Step 4. As the instance is launched behind the scenes, you will get an update as it goes through each step.


Status updates of Instance launch  include Build-requesting launch, Build-networking, Build-spawning, Active-networking, Active-deploying. Depending on the usage load on Jetstream, it can take anywhere from 2-5 mins for an instance to become active. You can force check updates by using the refresh button in the Instance launch page or the refresh button on your browser. Once the instance becomes active a virtual machine with the ip address provided will become available for you to connect to. This virtual machine will have all the necessary components to run MAKER-P.

Step 5: Create a volume

Since the m1 medium instance size (60GB disk space) selected for running MASTER instance of MAKER-P may not be sufficient for most of the MAKER runs, it is recommended to run it on volumes

5.1 Click the "New" button in the project and select "Create Volume". Enter the name of the volume, volume size (GB) needed and the provider (TACC or Indiana) and finally click "Create Volume" 
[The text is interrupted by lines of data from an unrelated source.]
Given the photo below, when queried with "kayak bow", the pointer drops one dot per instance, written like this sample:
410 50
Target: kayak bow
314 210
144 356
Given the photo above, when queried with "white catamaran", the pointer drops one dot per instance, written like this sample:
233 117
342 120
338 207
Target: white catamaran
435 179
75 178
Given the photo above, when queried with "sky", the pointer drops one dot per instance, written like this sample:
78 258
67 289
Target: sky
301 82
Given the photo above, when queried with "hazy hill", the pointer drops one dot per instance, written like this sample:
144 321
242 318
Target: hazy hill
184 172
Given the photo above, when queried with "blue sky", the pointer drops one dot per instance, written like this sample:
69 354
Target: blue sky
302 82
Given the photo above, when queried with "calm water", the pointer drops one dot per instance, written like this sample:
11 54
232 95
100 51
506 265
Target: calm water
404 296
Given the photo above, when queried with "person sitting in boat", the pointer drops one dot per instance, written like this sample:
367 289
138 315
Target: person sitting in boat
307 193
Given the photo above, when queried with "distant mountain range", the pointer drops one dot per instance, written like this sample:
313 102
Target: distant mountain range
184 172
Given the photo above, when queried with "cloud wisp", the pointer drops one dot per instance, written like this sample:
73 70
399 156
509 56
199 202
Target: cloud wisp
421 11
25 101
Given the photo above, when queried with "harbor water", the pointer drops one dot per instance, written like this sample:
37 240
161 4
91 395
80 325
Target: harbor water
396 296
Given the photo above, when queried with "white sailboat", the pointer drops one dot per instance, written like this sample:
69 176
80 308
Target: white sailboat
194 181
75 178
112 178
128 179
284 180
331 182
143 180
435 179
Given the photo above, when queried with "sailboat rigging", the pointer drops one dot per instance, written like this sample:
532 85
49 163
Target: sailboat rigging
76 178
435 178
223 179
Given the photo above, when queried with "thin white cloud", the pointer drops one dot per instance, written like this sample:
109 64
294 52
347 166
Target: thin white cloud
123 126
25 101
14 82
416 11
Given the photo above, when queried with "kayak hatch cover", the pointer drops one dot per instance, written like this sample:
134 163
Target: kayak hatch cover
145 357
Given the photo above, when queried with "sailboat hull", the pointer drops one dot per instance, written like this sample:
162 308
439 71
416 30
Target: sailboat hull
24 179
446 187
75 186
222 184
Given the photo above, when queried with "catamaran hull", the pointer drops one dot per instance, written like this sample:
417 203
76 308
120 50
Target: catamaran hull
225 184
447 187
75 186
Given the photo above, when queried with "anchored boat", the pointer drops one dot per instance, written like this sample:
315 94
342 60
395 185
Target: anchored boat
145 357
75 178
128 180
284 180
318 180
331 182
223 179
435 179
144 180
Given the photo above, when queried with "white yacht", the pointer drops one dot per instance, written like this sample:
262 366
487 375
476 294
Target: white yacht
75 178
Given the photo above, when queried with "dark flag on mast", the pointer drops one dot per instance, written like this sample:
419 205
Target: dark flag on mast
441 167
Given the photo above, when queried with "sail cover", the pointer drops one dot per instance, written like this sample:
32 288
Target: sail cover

Attach the created volume to the MASTER instance

5.2 Click on the MAKER-P_v3 instance now

Jetstream provides web-shell, a web-based terminal, for accessing your VM at the command line level once it has been deployed.

However, you might find that you wish to access your VM via SSH if you’ve provisioned it with a routable IP number. For SSH access, you can create (or copy) SSH public-keys for your non-Jetstream computer that will allow it to access Jetstream then deposit those keys in your Atmosphere settings. More instructions can be found here 

$ ssh <username>@<ip.address>

5.3 Mount the volume to a specified drive. 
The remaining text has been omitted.